RORY MOORE/THE ET CETERA
State Representative Victoria Neave Criado was on a door-to-door campaign to contact her constituents personally and find issues to bring to the house floor.
Eventually, she came to the doorstep of Lavinia Masters, a 50-year old woman with a rape kit that stood untested for 20 years.
After hearing Masters’ story, Neave Criado followed a bread crumb trail laced with tragedy: she discovered over 5,000 untested rape kits in Texas.
“[Masters] told her story and never gave up trying to figure out what happened with that evidence,” Neave Criado said.
A former Eastfield student, Neave Criado credits her career success to people like Masters, drawing lawmaking inspiration from ordinary citizens.
Neave Criado spearheaded the Lavinia Masters Act, a bill ordering Texas to clear the backlog of rape kits. Although the bill passed with minimal pushback from state lawmakers and representatives, the resources needed to accomplish Neave’s ambitions were daunting.
According to a press release by Neave Criado, over 80% of backlogged rape kits in Texas have been resolved since the passage of the Lavinia Masters Act. The bill’s success depended on $50 million in funding and reforming the system for rape kit investigation.
“The stories of women who raise their voices across the country is so inspirational,” Neave Criado said. “It gives us the drive the knock down those barriers in law.”
As the first person in her working-class family to go to college, Neave Criado said she was determined to improve her community even before her political career began.
Neave Criado acts as a voice for women in Texas, continuing to draft more bills meant to tackle sexual harassment and assault.
“We have a long way to go to make up for decades of the laws not written in [women’s] favor,” Neave Criado said.
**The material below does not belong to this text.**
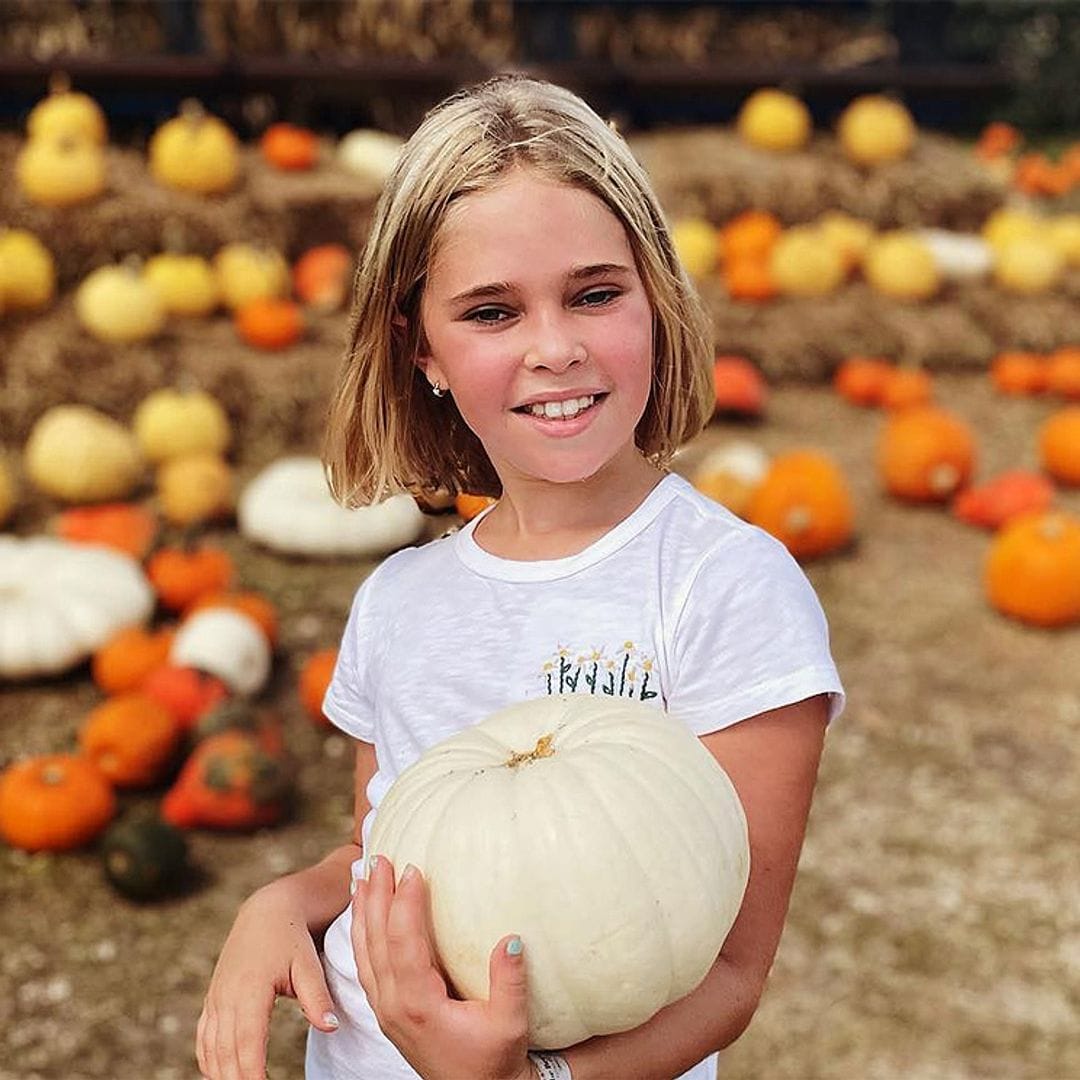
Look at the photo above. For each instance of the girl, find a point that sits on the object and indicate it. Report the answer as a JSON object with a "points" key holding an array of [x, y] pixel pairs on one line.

Even when people scream or swear at Neave Criado, her negative experiences with a door-to-door campaign are nullified when a citizen chooses to share their story, leading her to her next political move.
At the end of her speech, Neave Criado recounted meeting a pair of young girls at an apartment complex in one of Dallas’ poorer neighborhoods. The girls recognized her immediately and told her they wanted to follow in her footsteps.
Neave Criado has a photo of those girls in her office and said they give her inspiration.
“It’s drives us to do the work we’re doing,” Neave Criado said.